I did very much enjoy my coffee, though…
lism.
Making memories, Amber. That’s what it’s all about. And trotting out this story in front of future partners, and at Max’s wedding…
He’s growing so like you! That first photo of the two of you together. What a cracker.
Amber
Ah, you think? I still see him as really like Terry, but I’m definitely starting to see bits of my personality coming through in him – like his love of TEH DRAMA!
Amy
I laughed a lot at this, but then I felt bad because it sounds like it was hard! I hope you have happier times venturing out in the coming weeks.
Amber
It was a little bit stressful to start with, but still 100x better than being stuck in the house, so I’ll take it! Hopefully we’ll get used to being out in public again soon ????
Sun
Hilarious, I laughed out loud at this post. Max is looking so grown up. Fabulous pictures. .
Amber
Thank you ❤️
Erin
I always joke with my best friend that she’ll “never get these precious minutes with her two small, beloved, sometimes nightmare boys back.” Lol. #thepoopheardroundtheworld
Emma
Not quite in public but on a teams work call with the European Director of Transport for my company and while I’m presenting my 3 year old decided to announce at full volume to the 30 people on the call that her fingers smelt funny because she scratched her bum hole ad could I now clean her poo fingers..
Amber
OMG! ???? Ok, I actually think that’s worse than our experience: hilarious, obviously, but probably not so much when you’re actually dealing with it ????
Marie
I am currently attempting to potty train my toddler and have been hoping you’d do a potty training post as you are parenting goals*! I appreciate you might not want to devote a whole post to potty training for various reasons, but if you did, I’d be interested to know how you got on, just sayin’! X
*well, you and Flop from ‘Bing’!
Amber
Haha, don’t even get me started on Bing! ????????♀️
I think this post probably proves that I’m not very well qualified to talk about this subject, unfortunately… I think our main problem was that we left it a bit too late , so it ended up being more of a challenge than it really needed to be.
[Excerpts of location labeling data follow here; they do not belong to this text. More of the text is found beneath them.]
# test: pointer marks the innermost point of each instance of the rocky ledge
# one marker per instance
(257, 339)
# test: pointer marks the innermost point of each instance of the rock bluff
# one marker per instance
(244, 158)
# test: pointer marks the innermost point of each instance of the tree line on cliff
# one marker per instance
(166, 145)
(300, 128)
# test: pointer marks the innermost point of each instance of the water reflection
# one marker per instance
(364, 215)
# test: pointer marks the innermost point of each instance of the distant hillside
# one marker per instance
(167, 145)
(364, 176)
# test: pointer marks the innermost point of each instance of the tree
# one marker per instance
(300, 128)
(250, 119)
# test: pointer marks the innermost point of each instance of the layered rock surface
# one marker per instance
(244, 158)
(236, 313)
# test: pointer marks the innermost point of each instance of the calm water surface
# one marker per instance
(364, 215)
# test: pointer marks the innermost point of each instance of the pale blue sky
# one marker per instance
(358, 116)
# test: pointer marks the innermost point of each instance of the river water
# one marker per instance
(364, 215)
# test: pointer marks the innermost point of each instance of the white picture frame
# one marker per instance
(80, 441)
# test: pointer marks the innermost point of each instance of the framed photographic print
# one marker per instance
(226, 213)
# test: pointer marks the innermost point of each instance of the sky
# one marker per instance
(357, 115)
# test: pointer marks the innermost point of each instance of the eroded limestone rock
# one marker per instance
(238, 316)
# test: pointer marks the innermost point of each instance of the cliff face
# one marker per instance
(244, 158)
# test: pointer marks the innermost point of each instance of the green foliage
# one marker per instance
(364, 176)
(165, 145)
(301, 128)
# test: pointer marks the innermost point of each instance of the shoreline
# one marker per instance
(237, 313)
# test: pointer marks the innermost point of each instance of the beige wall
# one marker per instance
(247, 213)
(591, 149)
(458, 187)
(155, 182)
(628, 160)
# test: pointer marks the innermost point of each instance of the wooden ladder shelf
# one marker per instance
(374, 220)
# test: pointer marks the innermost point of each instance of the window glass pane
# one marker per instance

With that said, star charts and rewards were the way forward for us: just not on this particular occasion, obviously!
Julie
I just came across your blog through Pinterest. You are hilarious (and beautiful by the way)! I loved reading this post. I will definitely be subscribing to your blog 🙂 Hopefully your next adventure out will go more smoothly.
Danielle
Such cute images, I bet it is so nice to be back out!
Danielle | thereluctantblogger.co.uk
Erika
I am always so in awe of the places you get to go on your days out. Hoping for many more days out of the house for you and your family! ????
Scott A Reichard
Ah but it could have been worse. It always can be. You could have had a wet child on the beach and you needed to use the potty quickly. The camera crew would have chosen that time to be live. White skinny jeans , wet sand , the things of nightmares were all around you.